E questo perché per Annalisa l’università è non solo studiare o dare gli esami, “l’università è stimoli, è fuori dal computer, è ciò che nasce dal confronto, dallo scambio, dallo stare insieme, è partecipare a eventi, conferenze, è vita reale”.
L’università attraverso una piattaforma non vibra.
Neppure ai docenti piace questo sistema. “Si avverte perché spesso perdono la pazienza, si lasciano scappare un ‘così non va’”. Tuttavia ci sono vicini e ci vengono incontro nelle esigenze causate da questa situazione. Lo è anche il Rettore che ci ha mandato fin dall’ inizio messaggi di incoraggiamento”.

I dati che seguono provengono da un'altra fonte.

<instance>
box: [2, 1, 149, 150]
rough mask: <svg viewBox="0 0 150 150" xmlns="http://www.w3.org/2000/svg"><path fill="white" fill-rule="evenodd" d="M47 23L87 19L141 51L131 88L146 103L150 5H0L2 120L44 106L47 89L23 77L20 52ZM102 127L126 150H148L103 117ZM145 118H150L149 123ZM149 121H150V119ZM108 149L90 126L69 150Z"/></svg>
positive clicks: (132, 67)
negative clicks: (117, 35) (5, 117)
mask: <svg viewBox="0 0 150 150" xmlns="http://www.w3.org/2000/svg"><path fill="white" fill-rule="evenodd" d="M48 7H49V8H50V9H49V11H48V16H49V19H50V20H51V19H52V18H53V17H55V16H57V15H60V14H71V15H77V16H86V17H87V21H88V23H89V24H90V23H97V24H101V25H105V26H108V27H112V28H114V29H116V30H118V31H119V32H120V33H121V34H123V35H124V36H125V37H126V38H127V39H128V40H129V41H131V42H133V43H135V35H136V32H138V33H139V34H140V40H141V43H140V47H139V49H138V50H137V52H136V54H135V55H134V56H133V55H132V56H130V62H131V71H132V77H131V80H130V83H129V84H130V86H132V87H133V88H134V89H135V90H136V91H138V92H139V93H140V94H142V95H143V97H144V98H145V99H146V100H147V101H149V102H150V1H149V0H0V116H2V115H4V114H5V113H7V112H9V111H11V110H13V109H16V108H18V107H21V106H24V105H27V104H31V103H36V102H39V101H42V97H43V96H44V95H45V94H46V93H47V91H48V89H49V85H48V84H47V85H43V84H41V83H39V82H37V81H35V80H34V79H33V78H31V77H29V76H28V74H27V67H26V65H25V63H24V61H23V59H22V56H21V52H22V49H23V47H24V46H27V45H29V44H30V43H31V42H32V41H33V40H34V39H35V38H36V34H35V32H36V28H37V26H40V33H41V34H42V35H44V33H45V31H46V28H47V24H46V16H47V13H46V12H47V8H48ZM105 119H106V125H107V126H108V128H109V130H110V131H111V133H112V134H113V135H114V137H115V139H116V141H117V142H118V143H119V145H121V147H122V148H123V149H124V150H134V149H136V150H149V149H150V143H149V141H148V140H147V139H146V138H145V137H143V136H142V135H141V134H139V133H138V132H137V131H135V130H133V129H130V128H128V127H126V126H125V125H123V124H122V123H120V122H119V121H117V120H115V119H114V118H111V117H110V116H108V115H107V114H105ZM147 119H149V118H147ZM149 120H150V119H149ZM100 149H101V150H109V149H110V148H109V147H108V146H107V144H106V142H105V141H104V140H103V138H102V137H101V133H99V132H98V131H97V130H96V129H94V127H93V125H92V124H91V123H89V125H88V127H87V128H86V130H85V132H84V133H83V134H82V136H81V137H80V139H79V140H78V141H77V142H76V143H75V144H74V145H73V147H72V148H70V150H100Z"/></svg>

Molti studenti hanno lasciato Ravenna e i loro appartamenti e hanno deciso di seguire le lezioni da casa, anche perché non fa differenza. “Io no – spiega Annalisa – io resto qui. Io ho messo la mia vita qui. Qui ho creato un’altra mia casa. Ed è anche questo il senso dell’università come la intendo io, è anche questa l’opportunità che l’università ti offre: vivere, ma anche far vivere la città e l’ambiente in cui la frequenti, ricevere per dare, in uno scambio credo alla pari”.